Marriage is a word. Are you going to cry over not being able to use the word? I believe in Gay rights but not Gay Marriage because of religious reasons. Respect that.

Gay rights are important because gay couples should most certainly be treated just the same as hetero couples. Rights are being able to visit your gay partner in the hospital or other benefits that do come with being married. Marriage is a bond received from God. Why are we asking God to bless us?? Do Catholics go to a Jewish church and asked them to Marry their couples? Do Catholics have their children do a Bar Mitzvah? Nope. Maybe not the strongest point for gays that are religious, who do go to church where people get married, but still. God welcomes us to know him, but I'm not going to extort anything from him.

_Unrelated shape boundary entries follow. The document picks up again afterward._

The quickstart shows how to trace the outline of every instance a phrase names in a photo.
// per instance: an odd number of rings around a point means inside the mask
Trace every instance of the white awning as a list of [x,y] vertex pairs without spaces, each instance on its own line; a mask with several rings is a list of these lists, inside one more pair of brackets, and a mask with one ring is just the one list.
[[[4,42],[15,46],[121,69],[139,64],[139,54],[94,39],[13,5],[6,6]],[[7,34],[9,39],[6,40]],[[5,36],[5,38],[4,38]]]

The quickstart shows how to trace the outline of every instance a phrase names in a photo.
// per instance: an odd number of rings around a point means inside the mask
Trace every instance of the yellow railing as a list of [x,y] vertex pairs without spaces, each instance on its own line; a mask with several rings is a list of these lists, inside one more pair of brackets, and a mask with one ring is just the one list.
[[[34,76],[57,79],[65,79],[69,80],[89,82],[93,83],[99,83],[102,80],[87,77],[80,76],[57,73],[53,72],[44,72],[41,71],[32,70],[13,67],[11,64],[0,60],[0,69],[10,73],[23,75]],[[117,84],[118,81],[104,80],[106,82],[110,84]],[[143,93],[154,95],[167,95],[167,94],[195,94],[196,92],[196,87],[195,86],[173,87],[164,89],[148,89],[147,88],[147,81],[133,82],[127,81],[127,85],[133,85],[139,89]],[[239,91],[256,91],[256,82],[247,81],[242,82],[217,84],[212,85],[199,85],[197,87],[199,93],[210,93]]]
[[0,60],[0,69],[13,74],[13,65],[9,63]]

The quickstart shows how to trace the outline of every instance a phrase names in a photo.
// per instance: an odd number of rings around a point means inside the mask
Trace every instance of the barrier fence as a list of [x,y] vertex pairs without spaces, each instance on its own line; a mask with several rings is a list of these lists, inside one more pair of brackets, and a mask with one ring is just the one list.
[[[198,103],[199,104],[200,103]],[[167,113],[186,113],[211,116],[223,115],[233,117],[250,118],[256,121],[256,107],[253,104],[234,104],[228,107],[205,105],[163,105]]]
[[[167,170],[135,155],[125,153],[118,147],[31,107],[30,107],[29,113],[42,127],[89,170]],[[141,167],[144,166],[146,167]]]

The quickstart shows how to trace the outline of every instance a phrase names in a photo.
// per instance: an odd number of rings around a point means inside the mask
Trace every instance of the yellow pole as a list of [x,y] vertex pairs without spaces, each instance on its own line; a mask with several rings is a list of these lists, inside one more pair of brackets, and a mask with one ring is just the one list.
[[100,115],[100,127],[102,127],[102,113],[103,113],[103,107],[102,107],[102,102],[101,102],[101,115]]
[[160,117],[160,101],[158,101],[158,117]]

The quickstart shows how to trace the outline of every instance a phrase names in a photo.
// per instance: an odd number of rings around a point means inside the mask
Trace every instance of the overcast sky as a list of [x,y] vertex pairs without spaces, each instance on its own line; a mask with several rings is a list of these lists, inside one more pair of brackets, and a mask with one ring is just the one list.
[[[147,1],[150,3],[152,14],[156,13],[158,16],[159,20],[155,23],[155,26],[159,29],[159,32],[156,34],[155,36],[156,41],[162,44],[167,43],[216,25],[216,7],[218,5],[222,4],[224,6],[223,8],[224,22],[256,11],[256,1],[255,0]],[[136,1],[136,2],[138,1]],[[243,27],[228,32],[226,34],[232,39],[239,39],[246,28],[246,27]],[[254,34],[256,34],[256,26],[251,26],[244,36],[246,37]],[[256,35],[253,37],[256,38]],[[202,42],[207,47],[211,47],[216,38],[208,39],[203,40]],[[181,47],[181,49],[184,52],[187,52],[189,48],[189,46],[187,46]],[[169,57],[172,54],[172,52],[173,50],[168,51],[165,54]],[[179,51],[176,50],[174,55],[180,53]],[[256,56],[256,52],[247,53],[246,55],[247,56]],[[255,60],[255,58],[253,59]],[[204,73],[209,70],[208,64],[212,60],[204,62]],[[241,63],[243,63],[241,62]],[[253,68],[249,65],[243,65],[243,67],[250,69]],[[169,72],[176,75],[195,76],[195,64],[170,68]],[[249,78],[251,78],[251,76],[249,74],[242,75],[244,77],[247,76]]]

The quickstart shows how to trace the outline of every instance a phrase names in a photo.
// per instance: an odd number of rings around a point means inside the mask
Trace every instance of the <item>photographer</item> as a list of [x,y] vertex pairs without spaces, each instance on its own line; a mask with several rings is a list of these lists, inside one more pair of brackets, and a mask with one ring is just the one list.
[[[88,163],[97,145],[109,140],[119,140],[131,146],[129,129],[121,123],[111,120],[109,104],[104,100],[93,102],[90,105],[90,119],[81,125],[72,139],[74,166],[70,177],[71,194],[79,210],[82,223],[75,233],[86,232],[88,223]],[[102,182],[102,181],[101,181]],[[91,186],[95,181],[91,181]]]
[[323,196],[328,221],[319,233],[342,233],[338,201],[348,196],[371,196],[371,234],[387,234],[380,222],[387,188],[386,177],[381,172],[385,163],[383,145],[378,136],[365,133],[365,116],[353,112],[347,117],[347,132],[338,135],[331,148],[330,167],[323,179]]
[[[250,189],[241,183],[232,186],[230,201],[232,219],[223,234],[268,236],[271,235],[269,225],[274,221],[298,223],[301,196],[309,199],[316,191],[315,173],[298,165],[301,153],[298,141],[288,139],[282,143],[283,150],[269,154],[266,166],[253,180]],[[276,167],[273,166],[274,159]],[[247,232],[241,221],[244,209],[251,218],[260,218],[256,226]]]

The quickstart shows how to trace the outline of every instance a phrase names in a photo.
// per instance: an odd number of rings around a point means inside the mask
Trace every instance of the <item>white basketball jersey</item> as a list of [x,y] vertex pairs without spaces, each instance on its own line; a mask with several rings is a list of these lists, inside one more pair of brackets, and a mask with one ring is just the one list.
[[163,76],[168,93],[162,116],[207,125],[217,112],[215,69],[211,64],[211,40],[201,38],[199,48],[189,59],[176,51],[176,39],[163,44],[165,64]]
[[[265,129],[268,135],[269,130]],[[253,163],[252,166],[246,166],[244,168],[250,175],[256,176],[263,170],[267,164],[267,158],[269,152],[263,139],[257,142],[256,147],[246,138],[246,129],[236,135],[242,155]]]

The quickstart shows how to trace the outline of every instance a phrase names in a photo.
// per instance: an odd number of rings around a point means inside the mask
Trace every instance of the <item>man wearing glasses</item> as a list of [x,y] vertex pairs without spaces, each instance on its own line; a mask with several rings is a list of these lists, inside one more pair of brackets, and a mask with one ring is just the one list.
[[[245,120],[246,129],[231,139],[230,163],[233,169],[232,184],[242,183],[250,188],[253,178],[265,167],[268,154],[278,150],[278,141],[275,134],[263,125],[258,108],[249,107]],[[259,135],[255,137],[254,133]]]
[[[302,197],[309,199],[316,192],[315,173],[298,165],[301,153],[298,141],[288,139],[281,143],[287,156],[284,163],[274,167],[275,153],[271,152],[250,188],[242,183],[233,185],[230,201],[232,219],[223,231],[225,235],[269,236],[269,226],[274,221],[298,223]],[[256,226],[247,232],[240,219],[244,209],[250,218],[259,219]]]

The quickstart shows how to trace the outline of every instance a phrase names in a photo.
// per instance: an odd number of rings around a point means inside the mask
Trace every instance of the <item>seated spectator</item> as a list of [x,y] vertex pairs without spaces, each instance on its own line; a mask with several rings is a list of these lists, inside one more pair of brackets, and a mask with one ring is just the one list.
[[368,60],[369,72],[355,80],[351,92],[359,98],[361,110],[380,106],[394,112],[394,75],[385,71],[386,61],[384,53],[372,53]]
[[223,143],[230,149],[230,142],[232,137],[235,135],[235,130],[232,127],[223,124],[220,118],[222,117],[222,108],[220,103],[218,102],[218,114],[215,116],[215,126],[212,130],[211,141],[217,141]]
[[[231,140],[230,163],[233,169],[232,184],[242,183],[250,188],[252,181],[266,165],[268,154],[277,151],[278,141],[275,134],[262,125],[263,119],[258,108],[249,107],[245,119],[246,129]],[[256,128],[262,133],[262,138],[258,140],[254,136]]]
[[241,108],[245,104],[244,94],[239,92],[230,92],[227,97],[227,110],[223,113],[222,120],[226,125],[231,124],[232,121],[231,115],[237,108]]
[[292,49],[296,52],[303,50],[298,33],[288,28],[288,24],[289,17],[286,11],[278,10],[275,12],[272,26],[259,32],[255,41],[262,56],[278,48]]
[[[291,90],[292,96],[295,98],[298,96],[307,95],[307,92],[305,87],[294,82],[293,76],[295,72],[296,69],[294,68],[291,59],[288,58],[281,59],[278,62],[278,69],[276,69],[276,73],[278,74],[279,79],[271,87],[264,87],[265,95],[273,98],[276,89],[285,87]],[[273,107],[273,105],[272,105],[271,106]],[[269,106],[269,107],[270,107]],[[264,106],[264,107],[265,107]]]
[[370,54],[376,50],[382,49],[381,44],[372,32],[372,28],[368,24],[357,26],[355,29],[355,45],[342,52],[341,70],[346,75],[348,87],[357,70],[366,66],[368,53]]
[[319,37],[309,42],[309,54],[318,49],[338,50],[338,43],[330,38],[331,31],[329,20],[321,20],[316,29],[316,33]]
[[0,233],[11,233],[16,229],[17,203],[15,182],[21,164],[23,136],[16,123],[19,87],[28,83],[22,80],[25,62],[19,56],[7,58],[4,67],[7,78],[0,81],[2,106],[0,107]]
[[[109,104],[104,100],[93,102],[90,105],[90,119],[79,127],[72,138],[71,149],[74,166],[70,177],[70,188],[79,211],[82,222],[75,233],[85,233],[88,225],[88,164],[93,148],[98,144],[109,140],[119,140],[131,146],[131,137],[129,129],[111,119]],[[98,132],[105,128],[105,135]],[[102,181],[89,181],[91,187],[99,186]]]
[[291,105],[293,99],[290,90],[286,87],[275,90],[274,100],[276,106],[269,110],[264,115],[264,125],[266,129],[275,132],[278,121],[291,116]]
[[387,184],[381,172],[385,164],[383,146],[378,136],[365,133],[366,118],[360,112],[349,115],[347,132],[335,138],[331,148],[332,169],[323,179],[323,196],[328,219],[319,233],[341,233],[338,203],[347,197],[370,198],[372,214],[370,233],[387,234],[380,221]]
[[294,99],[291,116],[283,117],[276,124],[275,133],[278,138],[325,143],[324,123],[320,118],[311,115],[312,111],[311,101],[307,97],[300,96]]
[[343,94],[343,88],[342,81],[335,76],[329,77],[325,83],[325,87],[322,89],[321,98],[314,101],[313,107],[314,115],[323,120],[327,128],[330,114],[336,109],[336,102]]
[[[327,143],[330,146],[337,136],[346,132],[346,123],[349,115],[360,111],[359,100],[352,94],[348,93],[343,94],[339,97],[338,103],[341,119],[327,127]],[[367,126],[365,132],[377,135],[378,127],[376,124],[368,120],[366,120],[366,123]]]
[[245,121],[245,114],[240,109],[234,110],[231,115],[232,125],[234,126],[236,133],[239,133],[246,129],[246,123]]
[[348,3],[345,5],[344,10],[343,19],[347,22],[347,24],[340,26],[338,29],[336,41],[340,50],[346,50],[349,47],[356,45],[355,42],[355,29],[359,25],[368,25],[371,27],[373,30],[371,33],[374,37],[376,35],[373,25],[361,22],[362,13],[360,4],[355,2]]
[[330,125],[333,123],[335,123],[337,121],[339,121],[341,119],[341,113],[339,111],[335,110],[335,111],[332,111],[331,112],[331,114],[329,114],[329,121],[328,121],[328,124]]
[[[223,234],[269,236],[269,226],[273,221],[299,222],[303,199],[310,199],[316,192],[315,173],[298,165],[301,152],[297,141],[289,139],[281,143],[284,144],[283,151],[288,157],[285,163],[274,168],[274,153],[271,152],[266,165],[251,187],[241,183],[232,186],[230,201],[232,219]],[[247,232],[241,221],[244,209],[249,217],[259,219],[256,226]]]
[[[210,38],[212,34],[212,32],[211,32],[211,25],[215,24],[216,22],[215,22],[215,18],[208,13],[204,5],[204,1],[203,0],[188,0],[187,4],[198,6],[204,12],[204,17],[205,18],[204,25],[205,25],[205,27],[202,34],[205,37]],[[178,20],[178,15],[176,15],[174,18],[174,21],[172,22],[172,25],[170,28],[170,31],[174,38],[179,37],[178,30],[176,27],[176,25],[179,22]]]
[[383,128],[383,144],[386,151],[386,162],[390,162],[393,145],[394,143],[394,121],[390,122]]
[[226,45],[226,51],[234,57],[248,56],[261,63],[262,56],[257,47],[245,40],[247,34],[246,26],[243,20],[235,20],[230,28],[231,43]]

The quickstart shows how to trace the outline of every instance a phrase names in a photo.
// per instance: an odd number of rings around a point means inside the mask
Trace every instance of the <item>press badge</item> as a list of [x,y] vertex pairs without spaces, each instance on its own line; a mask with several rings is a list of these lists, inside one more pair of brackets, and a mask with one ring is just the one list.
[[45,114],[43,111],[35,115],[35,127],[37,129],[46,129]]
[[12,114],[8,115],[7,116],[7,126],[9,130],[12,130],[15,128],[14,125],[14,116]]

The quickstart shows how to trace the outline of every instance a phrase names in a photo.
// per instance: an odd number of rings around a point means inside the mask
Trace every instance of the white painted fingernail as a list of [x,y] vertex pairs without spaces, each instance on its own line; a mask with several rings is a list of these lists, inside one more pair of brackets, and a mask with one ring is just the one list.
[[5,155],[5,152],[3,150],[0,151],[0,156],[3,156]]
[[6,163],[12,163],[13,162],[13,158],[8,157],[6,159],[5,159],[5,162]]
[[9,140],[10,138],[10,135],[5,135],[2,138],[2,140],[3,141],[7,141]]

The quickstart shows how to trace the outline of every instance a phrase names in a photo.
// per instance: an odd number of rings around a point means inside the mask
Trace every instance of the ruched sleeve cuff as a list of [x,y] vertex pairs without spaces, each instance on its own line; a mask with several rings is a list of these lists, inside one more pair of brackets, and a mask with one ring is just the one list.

i will excuse your disrespect. no i wont CRY over it. it is clear that there is no getting through to you because of your strong beliefs. as for myself ive been exposed to the religious side of things and i believe that GOD, if there is one, as so stated in the bible loves all of its children. i refuse to believe that GOD would truly be so cruel to punish any of them by putting them into a pit of fire for an eternity for not being true to the bibles teachings. after all, it would take a rare kind of person to do something like that to their own child. would you do it to yours? surely not. one thing you must understand is that everyone has their own beliefs and differences. the right for a gay couple to be married should be no different. marriage is not just a word. try telling that to your spouse and see how they react. oh honey since we're "married" im going out to sleep with this other guy tonight, ok. now do you see the point im trying to make?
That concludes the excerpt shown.